If $(P,\leq)$ is a pre-odered set (that is, $\leq$ is a reflexive and transitive relation) and $x\in P$, we set $(\uparrow_{\leq} x) = \{p\in P: p\geq x\}$ and $(\downarrow_{\leq} x) = \{p\in P: p\leq x\}$.

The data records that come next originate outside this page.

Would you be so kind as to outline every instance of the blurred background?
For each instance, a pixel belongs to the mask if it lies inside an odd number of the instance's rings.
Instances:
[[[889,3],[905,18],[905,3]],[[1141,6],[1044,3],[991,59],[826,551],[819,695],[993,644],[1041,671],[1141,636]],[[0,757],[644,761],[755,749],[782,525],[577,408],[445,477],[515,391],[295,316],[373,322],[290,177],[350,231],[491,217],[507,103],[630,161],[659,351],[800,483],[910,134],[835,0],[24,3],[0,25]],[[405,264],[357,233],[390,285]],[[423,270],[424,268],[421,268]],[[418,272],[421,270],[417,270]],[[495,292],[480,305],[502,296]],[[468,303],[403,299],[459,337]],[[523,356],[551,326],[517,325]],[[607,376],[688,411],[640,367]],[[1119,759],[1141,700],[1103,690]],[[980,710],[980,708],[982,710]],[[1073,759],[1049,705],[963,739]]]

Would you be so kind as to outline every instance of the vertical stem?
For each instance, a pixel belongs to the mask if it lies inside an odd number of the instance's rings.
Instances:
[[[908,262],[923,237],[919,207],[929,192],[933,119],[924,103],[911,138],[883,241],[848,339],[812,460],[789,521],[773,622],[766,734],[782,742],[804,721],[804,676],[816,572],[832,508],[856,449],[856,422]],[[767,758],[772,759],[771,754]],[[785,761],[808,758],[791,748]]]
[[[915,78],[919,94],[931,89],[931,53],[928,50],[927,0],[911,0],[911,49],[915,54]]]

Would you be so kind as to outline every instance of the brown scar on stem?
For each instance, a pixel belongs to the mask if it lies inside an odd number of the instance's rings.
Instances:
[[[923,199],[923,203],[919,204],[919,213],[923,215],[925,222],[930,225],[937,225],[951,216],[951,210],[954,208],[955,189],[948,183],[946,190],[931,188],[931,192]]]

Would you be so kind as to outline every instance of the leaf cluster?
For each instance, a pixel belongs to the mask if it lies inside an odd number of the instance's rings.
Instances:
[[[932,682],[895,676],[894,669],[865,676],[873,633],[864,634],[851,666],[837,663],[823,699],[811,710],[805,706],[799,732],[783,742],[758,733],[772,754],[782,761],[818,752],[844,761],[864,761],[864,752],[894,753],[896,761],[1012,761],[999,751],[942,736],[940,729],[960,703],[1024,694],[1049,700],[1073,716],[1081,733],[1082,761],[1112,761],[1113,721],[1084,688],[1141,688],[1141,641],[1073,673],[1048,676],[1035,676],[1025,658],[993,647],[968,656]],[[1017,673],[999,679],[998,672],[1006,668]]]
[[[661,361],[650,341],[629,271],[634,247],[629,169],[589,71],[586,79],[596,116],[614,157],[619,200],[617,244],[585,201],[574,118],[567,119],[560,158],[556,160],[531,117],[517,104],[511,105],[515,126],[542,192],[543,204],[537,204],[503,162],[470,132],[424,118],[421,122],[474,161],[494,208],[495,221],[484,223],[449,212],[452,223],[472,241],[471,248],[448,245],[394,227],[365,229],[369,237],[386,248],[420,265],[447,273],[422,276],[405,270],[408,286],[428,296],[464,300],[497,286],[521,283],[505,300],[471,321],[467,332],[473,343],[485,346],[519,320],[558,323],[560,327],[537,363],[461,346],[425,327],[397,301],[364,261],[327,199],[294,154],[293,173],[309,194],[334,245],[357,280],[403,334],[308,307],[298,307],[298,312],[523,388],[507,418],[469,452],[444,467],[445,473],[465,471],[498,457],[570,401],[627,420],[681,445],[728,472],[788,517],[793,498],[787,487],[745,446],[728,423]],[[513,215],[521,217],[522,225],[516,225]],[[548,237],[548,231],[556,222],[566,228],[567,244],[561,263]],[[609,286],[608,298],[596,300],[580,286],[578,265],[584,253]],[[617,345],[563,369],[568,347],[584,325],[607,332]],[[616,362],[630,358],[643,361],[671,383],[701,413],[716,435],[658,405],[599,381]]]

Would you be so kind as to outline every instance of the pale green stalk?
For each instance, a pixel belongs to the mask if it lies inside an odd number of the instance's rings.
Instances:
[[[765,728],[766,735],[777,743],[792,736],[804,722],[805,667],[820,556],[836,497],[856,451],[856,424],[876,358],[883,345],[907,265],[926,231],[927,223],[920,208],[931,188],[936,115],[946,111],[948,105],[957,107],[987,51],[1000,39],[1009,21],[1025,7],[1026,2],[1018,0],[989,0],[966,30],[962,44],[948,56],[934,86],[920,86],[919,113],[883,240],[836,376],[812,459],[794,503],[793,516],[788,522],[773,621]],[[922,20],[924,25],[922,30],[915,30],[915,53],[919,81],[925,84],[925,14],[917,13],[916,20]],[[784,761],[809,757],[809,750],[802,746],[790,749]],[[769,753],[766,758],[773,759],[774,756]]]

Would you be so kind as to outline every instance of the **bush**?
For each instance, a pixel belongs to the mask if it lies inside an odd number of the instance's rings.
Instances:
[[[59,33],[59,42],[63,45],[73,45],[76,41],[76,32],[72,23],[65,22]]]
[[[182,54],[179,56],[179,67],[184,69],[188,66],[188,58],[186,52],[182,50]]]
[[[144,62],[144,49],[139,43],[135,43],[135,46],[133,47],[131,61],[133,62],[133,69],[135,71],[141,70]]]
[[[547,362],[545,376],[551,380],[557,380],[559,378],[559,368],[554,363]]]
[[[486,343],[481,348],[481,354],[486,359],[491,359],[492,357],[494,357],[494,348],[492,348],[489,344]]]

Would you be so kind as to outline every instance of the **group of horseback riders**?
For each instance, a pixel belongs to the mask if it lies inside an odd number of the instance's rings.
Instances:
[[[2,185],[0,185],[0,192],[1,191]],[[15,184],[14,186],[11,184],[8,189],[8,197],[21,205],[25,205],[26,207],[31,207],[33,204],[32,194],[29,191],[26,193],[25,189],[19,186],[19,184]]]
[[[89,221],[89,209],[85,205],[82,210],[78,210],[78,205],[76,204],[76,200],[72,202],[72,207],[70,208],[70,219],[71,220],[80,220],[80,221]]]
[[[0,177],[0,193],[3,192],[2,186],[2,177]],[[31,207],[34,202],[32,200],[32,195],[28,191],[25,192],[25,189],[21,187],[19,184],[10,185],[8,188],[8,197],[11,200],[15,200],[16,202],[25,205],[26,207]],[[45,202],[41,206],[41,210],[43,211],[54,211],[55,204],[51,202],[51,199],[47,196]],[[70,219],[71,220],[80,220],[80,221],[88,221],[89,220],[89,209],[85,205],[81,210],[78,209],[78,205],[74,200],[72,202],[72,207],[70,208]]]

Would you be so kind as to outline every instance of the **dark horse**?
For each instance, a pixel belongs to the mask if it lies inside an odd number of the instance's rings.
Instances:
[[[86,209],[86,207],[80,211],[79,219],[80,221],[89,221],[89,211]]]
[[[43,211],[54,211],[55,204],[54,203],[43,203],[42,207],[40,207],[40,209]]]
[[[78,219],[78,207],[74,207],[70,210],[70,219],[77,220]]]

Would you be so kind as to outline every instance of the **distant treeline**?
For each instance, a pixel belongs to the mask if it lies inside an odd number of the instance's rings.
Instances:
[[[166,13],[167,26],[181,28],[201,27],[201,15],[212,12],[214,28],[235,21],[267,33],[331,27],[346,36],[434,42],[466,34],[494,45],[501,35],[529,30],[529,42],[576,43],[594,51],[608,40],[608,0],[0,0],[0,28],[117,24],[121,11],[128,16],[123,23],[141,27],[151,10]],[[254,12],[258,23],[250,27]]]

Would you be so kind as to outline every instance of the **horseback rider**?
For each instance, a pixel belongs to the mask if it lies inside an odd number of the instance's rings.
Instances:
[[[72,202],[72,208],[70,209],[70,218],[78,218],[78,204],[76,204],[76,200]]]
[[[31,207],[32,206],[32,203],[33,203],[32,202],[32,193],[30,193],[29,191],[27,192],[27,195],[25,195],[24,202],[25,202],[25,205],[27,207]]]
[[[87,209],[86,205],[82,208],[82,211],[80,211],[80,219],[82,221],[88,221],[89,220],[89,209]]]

Let $\text{NPU}(\omega)$ be the set of non-principal ultafilters on $\omega$. The *Rudin-Keisler preorder* on $\text{NPU}(\omega)$ is defined by
$${\cal U} \leq_{RK} {\cal V} :\Leftrightarrow (\exists f:\omega\to\omega)(\forall U\in{\cal U}) f^{-1}(U)\in {\cal V} .$$

The *Wallman topology* on $\text{NPU}(\omega)$ is defined as follows: For $A\subseteq \omega$ set $\Phi_A = \{{\cal U} \in \text{NPU}(\omega): A\in{\cal U}\}$. Then $${\frak S} = \big\{\text{NPU}(\omega) \setminus \Phi_A: A\subseteq \omega\big\}$$ is a subbasis for the Wallman topology on $\text{NPU}(\omega)$.

**Question.** Pick any ${\cal U}\in \text{NPU}(\omega)$. Are $(\downarrow_{\leq_{RK}} {\cal U})$ and $(\uparrow_{\leq_{RK}} {\cal U})$ closed in the Wallman topology on $\text{NPU}(\omega)$?

(Note. This would imply that the Wallman topology contains the interval topology of $(\text{NPU}(\omega), \leq_{RK})$.)